Mas chega de fatos; o que senti vendo Eu, Tu, Eles não pode ser menor do que todo esse prólogo circunstancial. O filme é LINDISSIMO, realizado com uma sensibilidade digna de "Cinema Paradiso" e afins… Como o cinema brasileiro caminhou, né? um filme com uma história dessas seria um prato cheio para altas sacanagens - pô, uma mulher com três maridos podia ser "a insaciavel", "a piranha", e no final das contas saiu um filme delicadissimo, mostrando a cultura brasileira de um jeito tão singelo, a simplicidade, a crença em que tudo vai dar certo mesmo que se esteja na maior lama.
 
Olivier também gostou do filme. Adorou ver como eles moravam (meu antropólogo de plantão) - alias isso estava super bem feito, aqueles chinelões deles, as roupas, em NADA parecia coisa da Globo, né? parecia realmente que estavamos visitando a casinha deles. Ele só achou o filme meio lento, mas foi interessante que depois, conversando sobre o filme, eu fui mostrando para ele vários aspectos que pra mim estavam clarissimos no filme mas que ele não tinha visto espontaneamente justamente porque lhe falta uma compreensão da alma brasileira. Por exemplo, entender que a aceitação dos personagens em relação a tudo o que acontece está relacionada a esse "fatalismo" que nos temos (no sentido de "acreditar no destino", que Deus resolve tudo - essa nossa coisa de "até amanhã, se Deus quiser!"); ou seja, a alma brasileira é simples, aceita as coisas que acontecem, não fica enchendo o saco próprio nem o dos outros com altas masturbações filosóficas, vai e faz as coisas e pronto. Ih, tô me complicando. O que eu quero dizer é que não havia no filme nada pentelho do tipo "ela teve altas dúvidas existenciais pensando se ficava com um marido ou outro", não, as coisas eram simples, "divinas", aconteciam; e o inicio do filme ja dá o tom, com aquele "a menstruação não desce" grave do Gilberto Gil e que poderia prenunciar uma tragédia, "mais um filho nesse sertão", mas que nós sabemos que é "pois é, Deus quis assim, mais um filho nesse sertão". 
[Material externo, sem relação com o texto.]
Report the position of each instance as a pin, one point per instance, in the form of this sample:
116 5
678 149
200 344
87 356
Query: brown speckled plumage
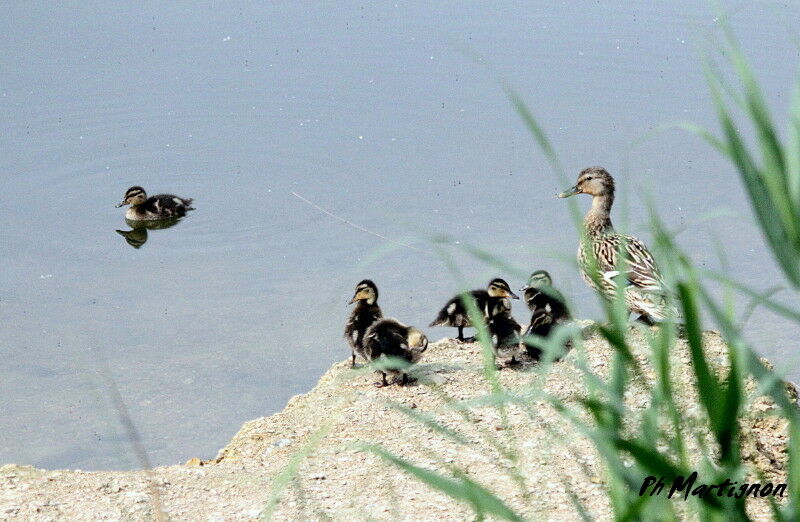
598 253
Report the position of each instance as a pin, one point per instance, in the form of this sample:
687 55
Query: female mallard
504 330
547 309
161 206
389 338
364 314
645 293
455 314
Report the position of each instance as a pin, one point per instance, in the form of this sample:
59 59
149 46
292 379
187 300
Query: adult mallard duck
454 313
160 206
548 309
645 293
364 314
504 330
389 338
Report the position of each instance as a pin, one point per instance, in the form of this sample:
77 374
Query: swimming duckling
161 206
391 338
504 330
455 314
645 292
364 314
547 310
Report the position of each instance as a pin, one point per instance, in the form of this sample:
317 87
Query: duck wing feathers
639 266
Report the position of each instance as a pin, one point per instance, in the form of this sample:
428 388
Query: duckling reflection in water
160 206
391 339
455 313
137 235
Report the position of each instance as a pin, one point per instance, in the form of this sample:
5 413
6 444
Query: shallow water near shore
381 115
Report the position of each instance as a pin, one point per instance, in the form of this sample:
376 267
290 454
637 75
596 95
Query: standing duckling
161 206
504 330
455 314
391 338
364 314
547 309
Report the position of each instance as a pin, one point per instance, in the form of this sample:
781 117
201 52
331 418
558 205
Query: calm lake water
391 115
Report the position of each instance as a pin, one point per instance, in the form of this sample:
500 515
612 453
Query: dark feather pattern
454 313
547 311
389 338
504 330
362 317
644 289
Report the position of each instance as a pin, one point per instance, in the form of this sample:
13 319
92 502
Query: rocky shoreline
320 434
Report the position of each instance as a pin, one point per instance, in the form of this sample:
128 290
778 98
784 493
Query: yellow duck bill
570 192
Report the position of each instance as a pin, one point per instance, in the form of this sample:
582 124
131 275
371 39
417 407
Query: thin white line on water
358 227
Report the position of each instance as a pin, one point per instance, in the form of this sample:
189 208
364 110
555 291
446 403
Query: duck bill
570 192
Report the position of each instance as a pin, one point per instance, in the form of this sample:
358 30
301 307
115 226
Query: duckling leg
407 380
383 382
461 337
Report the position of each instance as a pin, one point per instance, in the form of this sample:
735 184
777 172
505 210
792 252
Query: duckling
645 292
391 338
455 314
504 330
547 310
364 314
161 206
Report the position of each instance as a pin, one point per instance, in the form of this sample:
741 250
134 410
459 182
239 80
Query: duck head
538 279
133 196
499 288
595 181
365 291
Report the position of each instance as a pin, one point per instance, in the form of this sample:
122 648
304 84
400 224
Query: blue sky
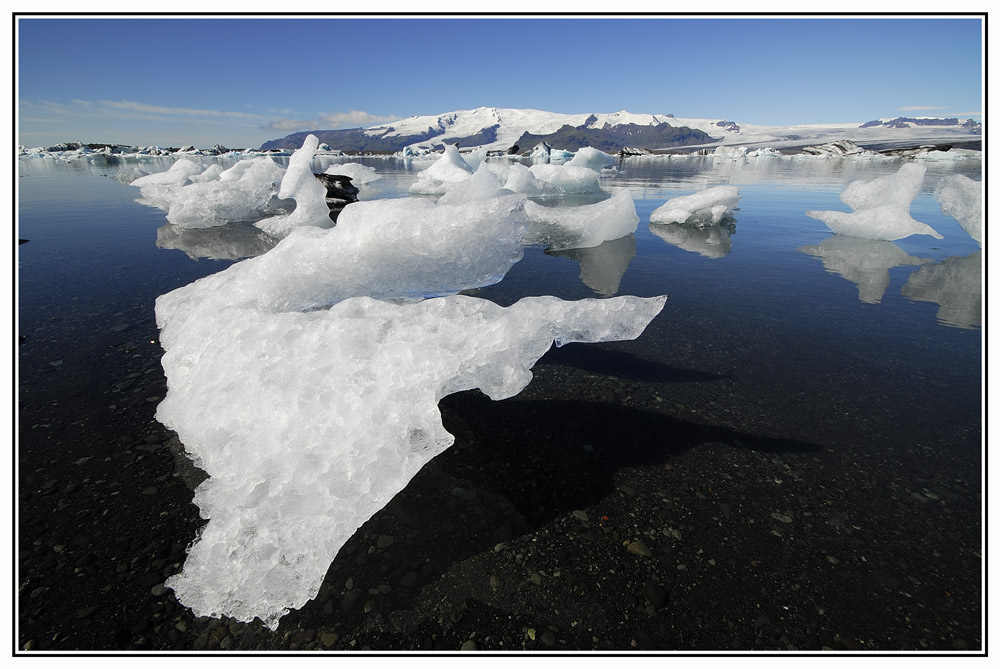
241 81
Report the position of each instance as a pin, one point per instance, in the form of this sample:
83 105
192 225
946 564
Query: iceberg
706 207
711 241
448 169
591 159
309 423
584 226
602 267
300 184
881 207
962 199
863 262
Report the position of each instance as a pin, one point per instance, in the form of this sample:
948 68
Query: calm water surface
871 352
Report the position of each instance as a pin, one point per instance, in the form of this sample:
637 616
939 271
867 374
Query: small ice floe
706 207
881 207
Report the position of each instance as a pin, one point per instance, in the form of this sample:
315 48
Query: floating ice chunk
359 174
448 169
863 262
214 196
581 227
591 158
301 185
394 248
221 242
602 266
519 179
881 207
956 284
309 423
179 174
482 185
962 199
706 207
567 178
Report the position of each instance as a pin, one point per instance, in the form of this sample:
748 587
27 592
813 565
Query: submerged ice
305 381
706 207
880 207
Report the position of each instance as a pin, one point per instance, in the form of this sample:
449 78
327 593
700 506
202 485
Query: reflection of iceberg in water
225 242
956 284
711 241
863 262
602 267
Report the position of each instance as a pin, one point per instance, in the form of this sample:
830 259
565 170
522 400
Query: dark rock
340 192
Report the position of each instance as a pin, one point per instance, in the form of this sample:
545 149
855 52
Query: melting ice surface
707 207
881 207
305 381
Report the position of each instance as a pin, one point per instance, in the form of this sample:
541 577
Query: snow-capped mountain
499 129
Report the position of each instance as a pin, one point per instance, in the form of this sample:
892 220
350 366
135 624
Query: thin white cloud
348 119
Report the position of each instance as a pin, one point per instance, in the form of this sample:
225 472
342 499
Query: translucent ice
448 169
568 179
591 158
309 423
706 207
301 185
863 262
394 248
881 207
583 226
962 199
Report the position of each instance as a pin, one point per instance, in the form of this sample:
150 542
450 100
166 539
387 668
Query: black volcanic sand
616 504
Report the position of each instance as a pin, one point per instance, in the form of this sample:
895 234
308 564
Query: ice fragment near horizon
300 184
962 199
201 198
881 207
591 158
450 168
583 226
706 207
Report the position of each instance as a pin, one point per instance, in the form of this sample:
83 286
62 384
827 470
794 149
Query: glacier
880 207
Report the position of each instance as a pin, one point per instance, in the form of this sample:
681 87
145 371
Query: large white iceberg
309 423
962 199
448 169
881 207
706 207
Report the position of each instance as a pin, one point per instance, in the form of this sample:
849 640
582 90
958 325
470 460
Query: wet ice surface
763 337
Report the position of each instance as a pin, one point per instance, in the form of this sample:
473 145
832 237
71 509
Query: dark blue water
878 380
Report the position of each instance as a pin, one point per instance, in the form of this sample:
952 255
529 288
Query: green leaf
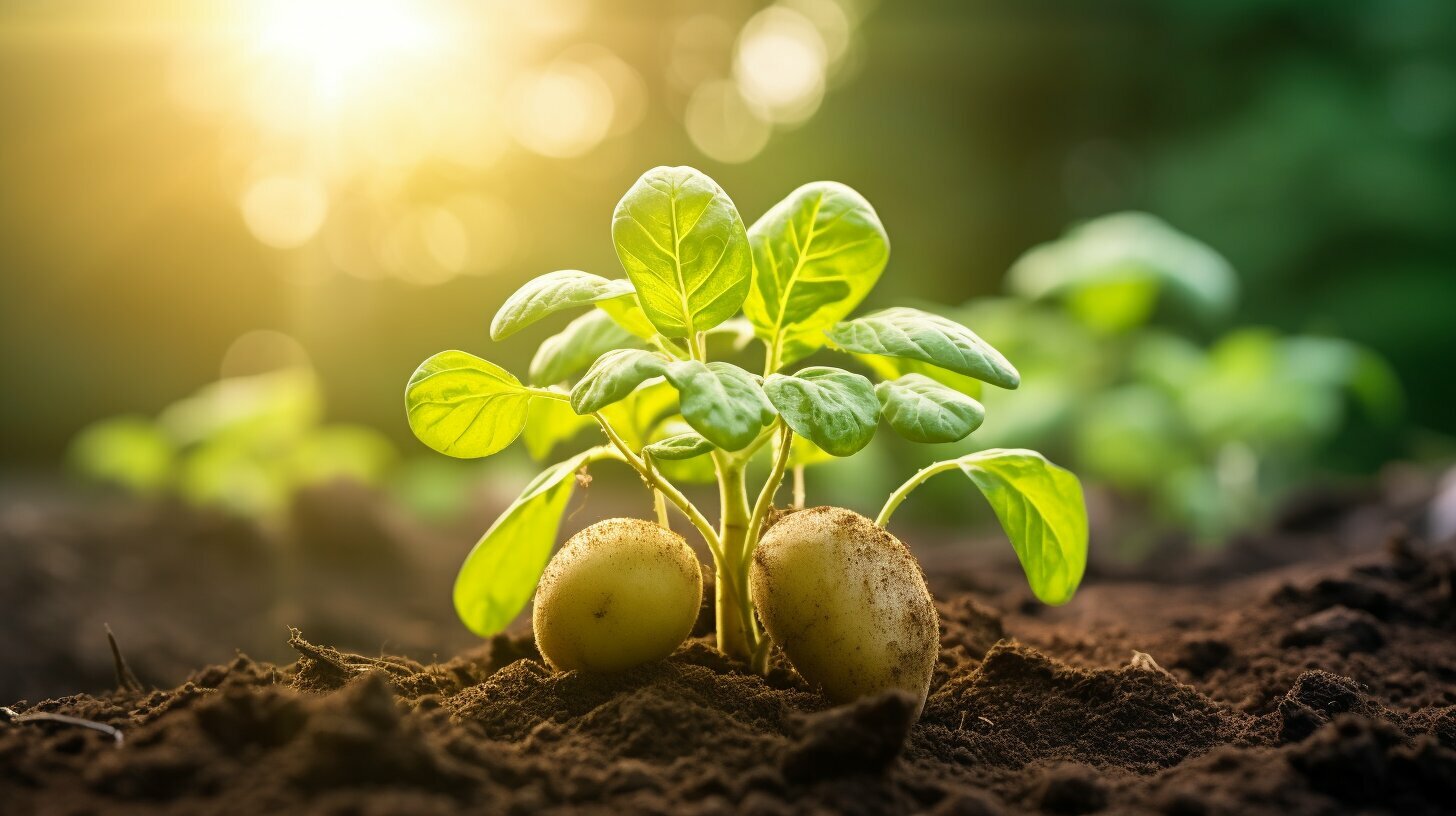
891 367
682 446
463 405
923 410
551 293
833 408
613 376
629 315
565 354
1127 260
342 452
929 338
804 453
501 571
551 423
131 452
685 248
698 469
1040 506
721 401
817 254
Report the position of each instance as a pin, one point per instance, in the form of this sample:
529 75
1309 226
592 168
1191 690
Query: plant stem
660 484
910 484
737 630
760 509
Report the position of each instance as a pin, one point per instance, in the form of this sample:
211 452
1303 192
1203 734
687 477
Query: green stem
658 503
760 509
737 630
655 481
910 484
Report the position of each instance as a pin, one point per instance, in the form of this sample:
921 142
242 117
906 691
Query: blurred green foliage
245 445
1209 434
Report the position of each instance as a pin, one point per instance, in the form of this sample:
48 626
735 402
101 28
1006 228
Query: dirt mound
1260 710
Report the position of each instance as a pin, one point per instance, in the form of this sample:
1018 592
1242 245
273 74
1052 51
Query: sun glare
342 42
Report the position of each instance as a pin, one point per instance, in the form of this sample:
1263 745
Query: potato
619 593
848 603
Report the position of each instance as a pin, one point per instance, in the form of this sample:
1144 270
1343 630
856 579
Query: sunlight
342 44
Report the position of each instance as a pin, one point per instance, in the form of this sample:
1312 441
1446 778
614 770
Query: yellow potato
619 593
848 603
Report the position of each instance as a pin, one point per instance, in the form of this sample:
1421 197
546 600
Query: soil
1309 669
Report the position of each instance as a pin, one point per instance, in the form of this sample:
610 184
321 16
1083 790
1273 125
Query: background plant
645 376
1136 379
243 443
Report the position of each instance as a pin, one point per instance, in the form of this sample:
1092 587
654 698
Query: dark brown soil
1324 684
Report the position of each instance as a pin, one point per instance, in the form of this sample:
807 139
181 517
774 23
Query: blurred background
1217 239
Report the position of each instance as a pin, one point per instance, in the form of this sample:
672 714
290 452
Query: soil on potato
1308 671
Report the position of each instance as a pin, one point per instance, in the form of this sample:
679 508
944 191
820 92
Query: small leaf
463 405
817 254
931 338
685 248
551 423
891 367
721 401
551 293
923 410
682 446
1127 260
804 453
833 408
565 354
613 376
501 571
698 469
639 416
1040 506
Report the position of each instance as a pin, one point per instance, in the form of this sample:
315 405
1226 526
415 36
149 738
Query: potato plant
639 367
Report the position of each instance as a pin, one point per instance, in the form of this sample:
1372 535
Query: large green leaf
685 469
463 405
1114 267
1040 506
929 338
501 571
685 248
629 315
551 423
833 408
817 254
923 410
613 376
721 401
565 354
551 293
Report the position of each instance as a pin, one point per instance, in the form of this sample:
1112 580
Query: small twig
67 720
1145 662
125 678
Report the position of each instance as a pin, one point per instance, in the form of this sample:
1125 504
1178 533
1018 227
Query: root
66 720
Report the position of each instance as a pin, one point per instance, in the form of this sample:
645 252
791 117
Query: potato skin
848 603
616 595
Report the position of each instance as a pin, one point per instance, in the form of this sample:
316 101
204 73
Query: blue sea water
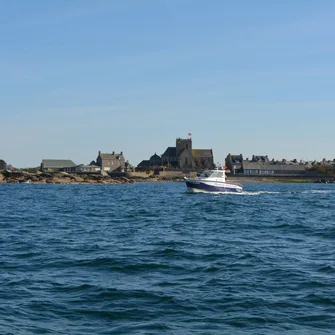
150 258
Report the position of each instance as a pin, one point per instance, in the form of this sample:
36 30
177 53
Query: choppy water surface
150 258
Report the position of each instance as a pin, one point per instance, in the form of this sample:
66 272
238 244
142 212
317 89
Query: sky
243 77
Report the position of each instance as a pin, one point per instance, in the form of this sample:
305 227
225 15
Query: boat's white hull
212 187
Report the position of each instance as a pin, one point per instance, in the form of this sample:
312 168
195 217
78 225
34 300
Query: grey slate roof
249 165
57 163
202 153
111 156
170 152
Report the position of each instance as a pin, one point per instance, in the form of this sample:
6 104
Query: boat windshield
212 174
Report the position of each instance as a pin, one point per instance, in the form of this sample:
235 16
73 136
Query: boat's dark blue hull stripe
210 188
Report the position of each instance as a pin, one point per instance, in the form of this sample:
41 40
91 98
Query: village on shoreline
173 165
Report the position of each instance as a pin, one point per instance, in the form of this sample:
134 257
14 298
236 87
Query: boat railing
233 183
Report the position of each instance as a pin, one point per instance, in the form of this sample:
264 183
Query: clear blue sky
250 77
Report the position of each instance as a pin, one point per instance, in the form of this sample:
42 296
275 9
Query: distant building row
107 162
261 165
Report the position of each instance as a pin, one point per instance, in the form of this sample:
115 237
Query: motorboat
212 181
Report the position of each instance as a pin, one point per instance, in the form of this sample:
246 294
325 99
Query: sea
151 258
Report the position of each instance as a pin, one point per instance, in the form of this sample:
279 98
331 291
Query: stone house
261 165
183 156
154 162
81 168
111 162
3 165
53 165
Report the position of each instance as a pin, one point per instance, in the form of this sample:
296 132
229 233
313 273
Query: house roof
111 156
57 163
260 158
155 157
170 152
202 153
249 165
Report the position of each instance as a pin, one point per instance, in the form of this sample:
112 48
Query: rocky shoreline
17 177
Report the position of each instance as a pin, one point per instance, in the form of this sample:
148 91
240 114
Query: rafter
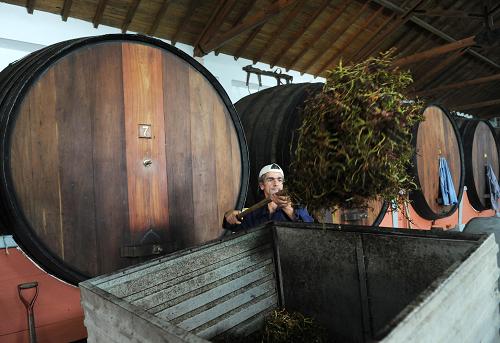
299 34
434 30
130 15
66 9
185 20
476 105
252 22
99 12
429 75
327 25
349 40
247 41
241 15
332 42
449 14
459 85
398 23
440 50
282 26
30 6
372 35
159 16
214 23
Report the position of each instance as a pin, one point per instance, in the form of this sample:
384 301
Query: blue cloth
446 184
494 187
261 216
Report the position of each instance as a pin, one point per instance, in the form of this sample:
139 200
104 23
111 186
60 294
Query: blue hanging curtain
448 195
493 185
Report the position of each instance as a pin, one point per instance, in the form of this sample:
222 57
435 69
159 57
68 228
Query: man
271 178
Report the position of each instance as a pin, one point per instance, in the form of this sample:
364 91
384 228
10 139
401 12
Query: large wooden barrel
270 119
115 149
480 149
437 136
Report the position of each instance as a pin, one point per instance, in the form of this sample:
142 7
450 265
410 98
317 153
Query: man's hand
281 201
231 217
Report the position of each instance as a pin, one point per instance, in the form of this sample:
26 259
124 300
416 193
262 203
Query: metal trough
360 284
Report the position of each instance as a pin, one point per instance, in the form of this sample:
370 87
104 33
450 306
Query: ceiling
450 46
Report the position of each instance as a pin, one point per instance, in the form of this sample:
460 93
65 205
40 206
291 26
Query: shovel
29 303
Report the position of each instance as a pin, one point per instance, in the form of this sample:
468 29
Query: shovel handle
29 306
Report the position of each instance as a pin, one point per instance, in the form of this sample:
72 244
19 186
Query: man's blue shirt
262 215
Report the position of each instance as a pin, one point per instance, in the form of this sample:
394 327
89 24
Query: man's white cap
273 167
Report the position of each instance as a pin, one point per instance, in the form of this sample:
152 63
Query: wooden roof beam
241 15
319 33
159 16
459 85
429 75
185 20
299 34
283 25
440 50
388 4
214 23
30 6
476 105
372 35
99 12
350 40
252 22
66 9
130 15
350 21
449 14
247 41
398 23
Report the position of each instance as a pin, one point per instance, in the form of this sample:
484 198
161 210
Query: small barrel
270 120
437 136
480 150
115 149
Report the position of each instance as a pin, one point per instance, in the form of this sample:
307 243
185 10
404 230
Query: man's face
273 182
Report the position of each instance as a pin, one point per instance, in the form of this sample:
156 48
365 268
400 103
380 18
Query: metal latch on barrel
147 249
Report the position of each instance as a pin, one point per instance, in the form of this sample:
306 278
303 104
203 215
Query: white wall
22 33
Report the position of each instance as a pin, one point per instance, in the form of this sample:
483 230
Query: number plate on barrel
145 131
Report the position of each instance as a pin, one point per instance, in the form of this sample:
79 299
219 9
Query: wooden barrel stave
480 149
436 136
270 119
91 193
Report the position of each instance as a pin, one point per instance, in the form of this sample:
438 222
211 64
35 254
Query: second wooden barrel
437 136
271 119
480 149
115 149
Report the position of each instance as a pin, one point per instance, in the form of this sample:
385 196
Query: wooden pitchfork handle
29 307
258 205
249 210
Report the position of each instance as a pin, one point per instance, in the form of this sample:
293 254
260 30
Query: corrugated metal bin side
225 287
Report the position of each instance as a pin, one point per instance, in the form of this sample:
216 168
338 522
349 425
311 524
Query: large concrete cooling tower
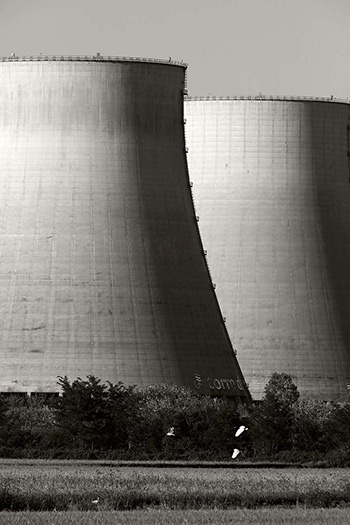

Além disso, que presente ver o Stênio Garcia tão puro, parecia um bichinho sorrindo, e o Lima Duarte com uma interpretação de cair o queixo de tão sensivel, contido, preguiçoso, parecendo ser o último a entender mas na verdade querendo apenas restaurar uma certa dignidade, fora a Regina Casé que deu um banho, a critica francesa está elogiando ela a beça (e o filme como um todo também), magnanima, MULHER com todas as letras, sem querer fazer joguinho com os maridos, ciúme de um no outro, não; ela é natural, a gente aceita naturalmente o fato de ela ter três maridos. 
 
Comparem o Eu, Tu, Eles com o Jules e Jim; os dois nos deixam no final um sentimento de aceitação, de compreender as motivações mais profundas do triângulo (no caso, "quadrado") amoroso, sem julgar. Achei que os franceses não iriam entender varias graças do filme, mas as risadas vieram soltas nos momentos certos. E olha que traduzir "peguei barriga... vou ganhar menino" pelo equivalente em françes a "estou gravida, terei um filho" já mata mais da metade da poesia que nós vemos. E puxa, o Eu, Tu, Eles tem toda uma doçura naquela seca, a gente bebe aquela poeira feliz, de olhinhos fechados e sorrindo como o Stênio Garcia na cena em que ele "captura" as roupas lavadas no açude. 

O filme me fez ter saudade do meu Brasil - esse Brasil que, estando ai, eu nunca conheci de perto, mas que aqui eu quero fazer viver, colocando uma favelinha feita de sucata na estante (que um artesão da Rocinha fez todo orgulhoso porque "essa vai pra longe, vai pra França"), berimbau na parede, Cristo Redentor kitsch no quarto… Fico querendo mostrar pros franceses que o Brasil é todo complexidade, que ele "não é para principiantes", mas que ao mesmo tempo nós somos simples, solidários, pé no chão, e que as revoluções que fazemos são de paz, e em nós mesmos. 

PS: sabe o que mais doi, em morar longe ? não poder dizer "bora lá mais eu" e ter que dizer "você viria comigo?". E, puxa, isso faz toda a diferença. 

Flávia Ballvé-B., quase 27 anos, não pode beber guaraná quando da vontade porque mora em Paris ("mas em compensação aqui os cremes anti-rugas são mais baratos").